Image processing¶
This example will introduce how to use the Girder Worker to build some simple image processing tasks using Pillow. We will learn how to chain several tasks together in a workflow and finally how to run these workflows both locally and through a remote worker.
Download and view an image¶
For our first task, we will download a png image from a public website and
display it on the screen. We begin by defining a new task that will take
a single image object and call its show
method.
A task is a special kind of dictionary with keys inputs
and
outputs
as well as other metadata describing how these objects will be
used. In the case of simple Python scripts, they can be provided inline as
we have done in this example. Each input and output spec in a task is a dict
with the following keys:
name
- The name designated to the datum. This is used both for connecting tasks together in a workflow and, in the case of Python tasks, the name of the variable injected into/extracted from the tasks scope.
type
- The general data type expected by the task. See Types and formats for a list of types provided by the worker’s core library as well as Application Plugins for additional data types provided by optional plugins.
format
- The specific representation or encoding of the data type. The worker will automatically convert between different data formats provided that they are of the same base type.
show_image = {
'inputs': [{'name': 'the_image', 'type': 'image', 'format': 'pil'}],
'outputs': [],
'script': 'the_image.show()'
}
In order to run the task, we will need to provide an input binding that tells the worker where it can get the data to be injected into the port.
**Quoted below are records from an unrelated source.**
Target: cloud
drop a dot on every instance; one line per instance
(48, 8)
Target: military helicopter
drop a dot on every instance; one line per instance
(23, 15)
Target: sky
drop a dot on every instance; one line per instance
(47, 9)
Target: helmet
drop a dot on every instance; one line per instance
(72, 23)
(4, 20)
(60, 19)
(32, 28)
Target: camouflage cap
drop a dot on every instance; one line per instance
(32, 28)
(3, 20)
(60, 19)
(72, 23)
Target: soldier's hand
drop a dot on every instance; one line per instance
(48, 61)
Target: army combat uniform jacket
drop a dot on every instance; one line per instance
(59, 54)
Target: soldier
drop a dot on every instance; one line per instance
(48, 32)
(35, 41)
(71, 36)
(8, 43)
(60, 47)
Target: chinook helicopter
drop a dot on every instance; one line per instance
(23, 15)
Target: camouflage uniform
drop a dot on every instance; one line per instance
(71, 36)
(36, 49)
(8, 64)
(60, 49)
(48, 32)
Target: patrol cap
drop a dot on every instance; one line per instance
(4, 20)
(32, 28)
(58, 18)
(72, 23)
Several I/O modes are supported; in this case, we provide a public URL to an image that the worker will download and open using Pillow. Notice that the worker downloads and reads the file as part of the automatic data format conversion.
lenna = {
'type': 'image',
'format': 'png',
'url': 'https://upload.wikimedia.org/wikipedia/en/2/24/Lenna.png'
}
Finally to run this task, we only need to provide the task object and the input binding to
girder_worker.tasks.run()
. The object returned by this function contains data extracted
and converted through the task’s output ports.
output = girder_worker.tasks.run(show_image, {'the_image': lenna})
Perform an image blur inside a workflow¶
Now that we know how to generate a simple task using the worker, we want to learn how to connect multiple tasks together in a workflow. The worker’s pythonic API allows us to do this easily. Let’s create a new task that performs a blur operation on an image. This might look like the following:
blur_image = {
'inputs': [
{'name': 'blur_input', 'type': 'image', 'format': 'pil'},
{'name': 'blur_radius', 'type': 'number', 'format': 'number'}
],
'outputs': [{'name': 'blur_output', 'type': 'image', 'format': 'pil'}],
'script': """
from PIL import ImageFilter
blur_output = blur_input.filter(ImageFilter.GaussianBlur(blur_radius))
"""
}
Notice that this task takes an additional numeric input that acts as
a parameter for the blurring filter. Connecting our show_image
task, we can view the result of our image filter. First, we create
a new workflow object from the girder_worker.core.specs
module.
from girder_worker.core.specs import Workflow
wf = Workflow()
Next, we add all the tasks to the workflow. The order in which the tasks are added is insignificant because the worker will automatically sort them according to their position in the workflow.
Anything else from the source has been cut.